QR: These are unexpected challenges. How can a peer group mentor a remodeler through situations like that?

Romero: This is when Roundtables is a great advantage; if you’re sharing this type of information, there are maybe two or three companies in the room that have experienced the same thing. They can help you get over it and get focused. This is your board of directors. If you use Roundtables appropriately, you’re not alone anymore. You don’t have to reinvent the wheel, and you can pick and choose amongst the people in the group you’d most like to emulate.

QR: What would you say are the biggest issues facing remodelers today?

Miller: The past four years, regardless of your attitude or expertise, have been a shock to the system of most remodelers I know. The remodelers who remain are still being challenged, and the more mature the company the greater the challenge. A lot of younger contractors are coming into Remodelers Advantage and they don’t have the overhead, they’re not putting their kids through college, and they don’t have the need for the salaries the more mature contractors do.

Romero: I saw the turndowns in ’78, ’83, ’89, ’96 and 2002, and what hurt about this one is there were great remodelers who really were fundamentally sound businesspeople who held on to employees whom they had so much invested in, thinking, “It can’t last much longer; I’ve spent my profit and loss statement and my liquidity.” Many of them kept going and they knew what they were doing because we had spent 15 years educating them about how to manage their finances and line up their lines of credit, which all got called on them.

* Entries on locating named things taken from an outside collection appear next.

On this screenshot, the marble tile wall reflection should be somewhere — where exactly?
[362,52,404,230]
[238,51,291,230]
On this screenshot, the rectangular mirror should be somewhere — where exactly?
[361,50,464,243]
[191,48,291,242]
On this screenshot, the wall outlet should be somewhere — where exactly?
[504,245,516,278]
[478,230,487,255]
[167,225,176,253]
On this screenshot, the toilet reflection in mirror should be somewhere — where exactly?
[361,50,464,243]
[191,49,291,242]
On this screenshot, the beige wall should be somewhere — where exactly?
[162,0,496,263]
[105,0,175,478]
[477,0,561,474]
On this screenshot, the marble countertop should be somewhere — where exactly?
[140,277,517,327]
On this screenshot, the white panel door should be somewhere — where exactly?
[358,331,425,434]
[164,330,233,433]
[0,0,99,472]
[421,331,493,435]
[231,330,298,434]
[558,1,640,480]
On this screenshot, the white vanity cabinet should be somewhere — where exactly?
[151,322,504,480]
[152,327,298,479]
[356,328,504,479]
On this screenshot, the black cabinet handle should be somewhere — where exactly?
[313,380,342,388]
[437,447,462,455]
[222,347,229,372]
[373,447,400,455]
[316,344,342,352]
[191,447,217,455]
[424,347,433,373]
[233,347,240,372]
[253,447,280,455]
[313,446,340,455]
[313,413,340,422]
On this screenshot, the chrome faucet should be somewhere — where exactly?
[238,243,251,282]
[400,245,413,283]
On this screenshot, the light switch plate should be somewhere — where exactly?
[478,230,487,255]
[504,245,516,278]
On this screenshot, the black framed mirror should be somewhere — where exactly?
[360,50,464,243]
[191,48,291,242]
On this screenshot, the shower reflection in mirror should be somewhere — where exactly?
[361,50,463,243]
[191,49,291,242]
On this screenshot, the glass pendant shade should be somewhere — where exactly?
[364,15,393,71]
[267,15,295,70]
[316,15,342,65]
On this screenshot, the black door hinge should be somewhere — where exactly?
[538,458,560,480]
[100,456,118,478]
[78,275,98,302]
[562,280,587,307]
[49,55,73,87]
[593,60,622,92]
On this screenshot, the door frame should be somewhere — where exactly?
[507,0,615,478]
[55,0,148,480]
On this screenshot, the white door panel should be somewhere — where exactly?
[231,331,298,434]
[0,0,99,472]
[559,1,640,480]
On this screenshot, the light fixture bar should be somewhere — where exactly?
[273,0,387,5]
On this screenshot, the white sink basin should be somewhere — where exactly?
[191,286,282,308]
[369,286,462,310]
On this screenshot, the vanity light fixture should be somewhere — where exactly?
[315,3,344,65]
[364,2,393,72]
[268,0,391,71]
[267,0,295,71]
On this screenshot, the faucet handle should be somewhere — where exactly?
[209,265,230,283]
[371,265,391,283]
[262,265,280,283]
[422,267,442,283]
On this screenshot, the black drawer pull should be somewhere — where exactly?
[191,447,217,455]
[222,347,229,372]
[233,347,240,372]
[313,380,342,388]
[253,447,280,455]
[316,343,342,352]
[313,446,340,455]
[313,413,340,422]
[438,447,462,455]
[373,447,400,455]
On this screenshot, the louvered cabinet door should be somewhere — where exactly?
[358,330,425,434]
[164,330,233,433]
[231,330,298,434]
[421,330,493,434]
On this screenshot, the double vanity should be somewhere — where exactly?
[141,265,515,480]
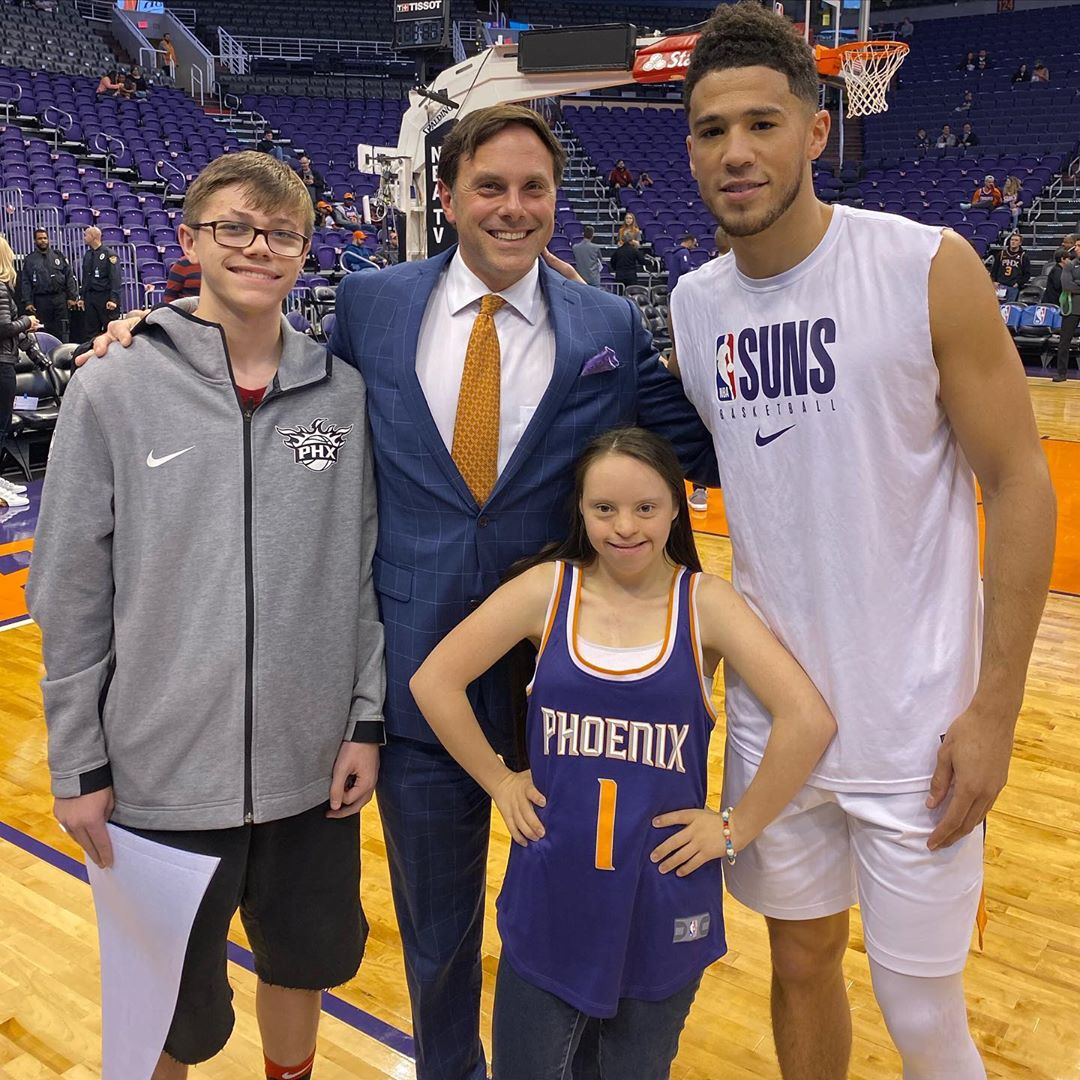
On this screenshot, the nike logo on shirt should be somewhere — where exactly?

All the new bank regulations that dropped all of our lines of credit cut us off at the heels.

The young companies, like Judith is talking about, come in and they’re flexible. They’re hearing other people’s survival strategies, and they don’t have the 10 or 15 years of doing it the same way that they completely have to rethink to survive. That’s the value of being a Roundtables member the past three or four years: You were flooded with survival ideas, and you could pick and choose which ones you were going to use.